Barree and Mukherjee (1996) are making the same mistake as van Dam et al. (2000). Both authors are trying to explain the peak in G*dP/dG (which occurs at the same time as the peak on the log-log derivative plot). As outlined on page 3-5 of SPE 186098, this peak occurs due to the deviation from Carter leakoff as pressure in the fracture drops. But they are using the Carter leakoff model, and are not considering the deviation from Carter leakoff as pressure declines. They are forced to reconcile the discrepancy by assuming that leakoff surface area is decreasing. This is a counter-intuitive result because it: (1) contradicts the field and laboratory observation that closed hydraulic fractures have residual aperture and (2) contradicts the field observation of postclosure linear flow in DFITs.
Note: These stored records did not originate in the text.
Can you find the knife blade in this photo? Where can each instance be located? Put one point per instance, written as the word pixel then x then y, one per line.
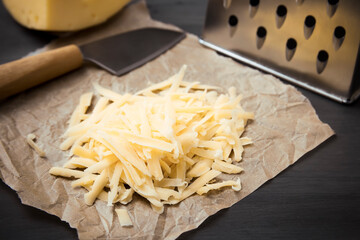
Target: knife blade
pixel 117 54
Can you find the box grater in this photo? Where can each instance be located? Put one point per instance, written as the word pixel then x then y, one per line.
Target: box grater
pixel 311 43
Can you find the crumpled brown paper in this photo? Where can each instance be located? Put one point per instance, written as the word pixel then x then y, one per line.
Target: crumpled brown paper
pixel 285 128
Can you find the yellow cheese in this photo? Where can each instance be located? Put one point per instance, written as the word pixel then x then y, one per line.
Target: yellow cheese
pixel 62 15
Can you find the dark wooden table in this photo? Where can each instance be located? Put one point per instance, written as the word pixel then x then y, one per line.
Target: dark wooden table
pixel 317 198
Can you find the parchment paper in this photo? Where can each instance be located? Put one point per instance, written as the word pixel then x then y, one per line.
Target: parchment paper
pixel 285 128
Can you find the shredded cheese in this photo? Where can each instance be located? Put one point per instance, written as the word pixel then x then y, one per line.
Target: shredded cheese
pixel 166 143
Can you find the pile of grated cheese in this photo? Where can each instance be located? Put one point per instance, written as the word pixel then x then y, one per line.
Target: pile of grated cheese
pixel 165 143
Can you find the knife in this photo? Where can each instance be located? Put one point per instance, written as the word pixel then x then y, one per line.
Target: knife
pixel 117 54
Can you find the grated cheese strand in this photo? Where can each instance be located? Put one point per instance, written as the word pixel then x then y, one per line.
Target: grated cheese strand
pixel 166 143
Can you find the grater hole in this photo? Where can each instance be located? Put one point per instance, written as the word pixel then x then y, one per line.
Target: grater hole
pixel 260 37
pixel 291 44
pixel 254 3
pixel 233 21
pixel 281 11
pixel 333 2
pixel 323 56
pixel 310 21
pixel 261 32
pixel 339 32
pixel 322 60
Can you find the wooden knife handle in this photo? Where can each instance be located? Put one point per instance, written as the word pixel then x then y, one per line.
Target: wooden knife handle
pixel 27 72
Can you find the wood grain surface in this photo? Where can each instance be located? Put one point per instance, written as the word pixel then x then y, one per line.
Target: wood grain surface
pixel 316 198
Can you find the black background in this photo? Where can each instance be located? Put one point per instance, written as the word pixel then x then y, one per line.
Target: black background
pixel 316 198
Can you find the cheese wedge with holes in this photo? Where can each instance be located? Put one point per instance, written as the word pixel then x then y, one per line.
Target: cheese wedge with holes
pixel 62 15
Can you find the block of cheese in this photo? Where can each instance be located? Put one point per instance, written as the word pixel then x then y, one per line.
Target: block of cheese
pixel 62 15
Now we can see the origin of this counter-intuitive result – it arises from the invalid application of Carter leakoff. An analysis that accounts for decreasing fracture pressure will not need to resort to decreasing leakoff surface area with closure. In that case, compliance effect dominates the response to closure, as indicated by the fracture compliance method.
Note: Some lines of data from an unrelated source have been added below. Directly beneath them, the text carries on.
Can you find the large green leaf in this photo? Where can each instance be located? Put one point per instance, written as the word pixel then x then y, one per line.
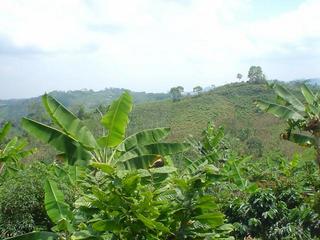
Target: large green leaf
pixel 302 140
pixel 144 137
pixel 4 131
pixel 57 208
pixel 116 120
pixel 289 97
pixel 279 110
pixel 68 122
pixel 73 151
pixel 163 149
pixel 140 162
pixel 308 95
pixel 36 236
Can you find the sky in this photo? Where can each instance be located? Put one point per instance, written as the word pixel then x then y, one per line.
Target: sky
pixel 153 45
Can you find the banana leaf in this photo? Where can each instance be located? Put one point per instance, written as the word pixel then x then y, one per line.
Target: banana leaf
pixel 116 121
pixel 308 95
pixel 140 162
pixel 36 236
pixel 279 110
pixel 144 137
pixel 69 122
pixel 4 131
pixel 289 97
pixel 71 149
pixel 163 149
pixel 57 209
pixel 302 140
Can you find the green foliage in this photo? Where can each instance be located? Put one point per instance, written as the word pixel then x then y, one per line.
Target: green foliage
pixel 274 215
pixel 21 202
pixel 11 152
pixel 176 93
pixel 76 143
pixel 147 204
pixel 256 75
pixel 303 119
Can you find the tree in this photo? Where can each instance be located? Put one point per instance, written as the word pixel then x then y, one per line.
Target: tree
pixel 78 145
pixel 181 89
pixel 256 75
pixel 303 119
pixel 239 76
pixel 176 93
pixel 197 90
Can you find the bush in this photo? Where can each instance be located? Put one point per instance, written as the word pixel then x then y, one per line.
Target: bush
pixel 21 202
pixel 274 214
pixel 22 199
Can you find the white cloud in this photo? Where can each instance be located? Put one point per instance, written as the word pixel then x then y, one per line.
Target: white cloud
pixel 169 42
It occurs to me that much of the conventional theory of fracture pressure analysis was developed from the 1970s to the 1990s, when there was less interest in producing from very low permeability formations. In conventional (higher permeability) formations, closure really does cause a fracture to become negligible conductivity, as explained above in the discussion of dimensionless fracture conductivity. Perhaps the idea of zero closed fracture conductivity took hold in an era where this was a reasonable assumption (because most formations of interest were relatively high permeability), and then when people starting applying it to low permeability formations, they didn’t realize that the underlying assumptions are no longer valid. This sort of fallacy seems to be common. Another example is how van Dam et al. (2000) used the Carter leakoff model on a problem where pressure dropped by 2/3, even though Carter leakoff assumes constant fluid pressure in the fracture. A third example is how Ehlig-Economides uses superposition time derivative plots, which were developed for non-fracturing well tests, to analyze DFITs, even though the propagation of the fracture during the DFIT invalidates the assumption of rate-superposition that underpins the justification for the plot. All three are examples of taking an approach that is valid in one context and applying it in a different context without recognizing that its underlying assumptions are no longer valid.
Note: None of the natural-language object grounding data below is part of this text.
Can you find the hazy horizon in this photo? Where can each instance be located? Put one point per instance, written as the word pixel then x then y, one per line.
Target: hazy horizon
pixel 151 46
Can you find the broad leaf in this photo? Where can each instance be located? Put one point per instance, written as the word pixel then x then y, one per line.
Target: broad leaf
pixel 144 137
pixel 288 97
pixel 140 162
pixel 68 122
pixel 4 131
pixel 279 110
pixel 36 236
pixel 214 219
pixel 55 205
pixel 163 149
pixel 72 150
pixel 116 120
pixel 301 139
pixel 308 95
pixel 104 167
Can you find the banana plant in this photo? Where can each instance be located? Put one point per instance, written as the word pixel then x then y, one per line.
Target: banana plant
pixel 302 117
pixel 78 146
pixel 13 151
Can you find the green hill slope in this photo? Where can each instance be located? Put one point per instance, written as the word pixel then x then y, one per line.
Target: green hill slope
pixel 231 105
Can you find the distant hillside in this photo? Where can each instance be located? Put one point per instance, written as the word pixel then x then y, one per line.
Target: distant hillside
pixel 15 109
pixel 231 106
This raises a final point. There are plenty of DFITs in low permeability rock where G*dP/dG does not curve upward. This seems to contradict the compliance method, which predicts that it should curve upward at closure. But keep in mind – the deviation from Carter leakoff is tending to decrease leakoff rate. If the difference between fracture pressure at shut-in and closure pressure is small relative to the difference between fracture pressure at shut-in and the formation fluid pressure, then Carter leakoff will be approximately valid during the entire preclosure to closure period of the test and G*dP/dG will curve upward at closure. But what if the closure pressure is relatively further from fracture pressure at shut-in and closer to formation pressure? For example, this could happen in formations where fluid pressure is very high, relatively close to minimum principal stress. In this case, closure may happen at about the same time as the peak caused by deviation from Carter leakoff. Because the two things are happening at the same time, their effects overprint on each other, and G*dP/dG may not have the upward curving shape. I have seen this in field data and have performed ResFrac simulations of exactly this process. I’ll save those for a future post.

The van Dam et al. (2000) experiments are an extreme case, where fluid pressure at shut-in is triple the difference between the minimum principal stress and the initial matrix pressure. In this unusual situation, the deviation from Carter leakoff (and the peak in the derivative curves) occurs before closure. This is seen in their plots that show the log-log derivative curving peaking and bending down prior to closure.